The Belt & Road Initiative, which would see China investing over a trillion dollars, encompasses infrastructure, energy and trade. It has enticed Ethiopia as it has European and Asian countries. It is also one of many projects unveiled by China to immerse itself in the international political economy.
Launched six years ago, the Initiative aims to solve infrastructure deficits and support sustainable development projects. Its potential impact has generated global attention due to its promise for economic growth and regional cooperation involving over four billion people living in Africa, Asia and Europe.
For Ethiopia, struggling to achieve external competitiveness due to, among other factors, lack of infrastructure, the Initiative seems a godsend. Around the world, since the Initiative came to be, China has supported thousands of projects related to the Initiative with over 100 billion dollars in outlays.
Undoubtedly, Chinese investment does have the potential to address Ethiopia’s infrastructure gap, but what needs caution is that this may lead to unsustainable debt.
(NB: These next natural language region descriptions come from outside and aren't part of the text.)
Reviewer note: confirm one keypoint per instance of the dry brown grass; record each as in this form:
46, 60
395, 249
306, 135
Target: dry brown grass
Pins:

Projects under the Initiative increase debt-to-GDP ratios for several countries, putting them at high debt risk, according to estimates by the Centre for Global Development. It recommended countries be vigilant to balance the need for these development projects with the exposure created by increased debt levels. As it stands now, East African countries have taken loans of over 29 billion dollars from China for infrastructure, energy and construction development projects, according to the Johns Hopkins University.
Currently, Ethiopia’s debt is estimated to be over half of annual gross domestic product (GDP). This is compounded by the fact that the economy is barely performing at the moment with exports declining and lacklustre performance in manufacturing. Analysts suggest that nations unable to compete economically would be more hurt by the Initiative than benefited.
Sri Lanka recently defaulted on more than a billion dollars of infrastructure development loans. It was forced to surrender a port to Chinese state-owned companies on a 99-year concession. Similarly, to pay off its debt, Pakistan gave a 40-year concession. Analysts speculate that Djibouti could be next on the chopping block, unless it clears up its massive debt to the Asian giant immediately.
This does not mean that Chinese investment or initiatives are bad. There is no doubt that under the right sort of management, countries, especially in Africa, stand to benefit from the Initiative when it comes to addressing infrastructure gaps.
Accountability on the side of leaders and transparency of the Initiative is vital for monitoring and evaluation. Deals must be done strictly on the basis of local demands, after strict evaluation on capacity to repay loans.
Most crucially, countries interested in China’s new Initiative should not consider it a shortcut. The alternative to Chinese handouts is securing billions of dollars in investment annually for decades to address infrastructure. None of the African countries is positioned to achieve this on their own. But it does not mean that countries such as Ethiopia should jump into deals without giving loans a careful thought. It should be understood that it is dangerous to jump into a whole slew of infrastructure investments without a definite clue on whether the current ones are performing optimally.
Managing to negotiate a better deal from the Initiative and implementing the African Union grand plan for infrastructural development can raise the funds needed to mitigate gaps, according to the African Development Bank (AfDB).
As it stands, the Initiative can benefit Ethiopia, but much of it depends on whether the Ethio-China business deal can be mutually beneficial. The challenge for Ethiopia is to prioritise its core strategies to effectively take advantage of the investment and loan benefits to segue into a sustainable development path.
China is in a position to gain much over projects related to the Initiative and expand its market dominance. At the same time, Ethiopia can guarantee national objectives and sustainable development goals are being met. Ethiopia must also ensure that institutional capacity is built and policies are tinkered with to create accountability and transparency.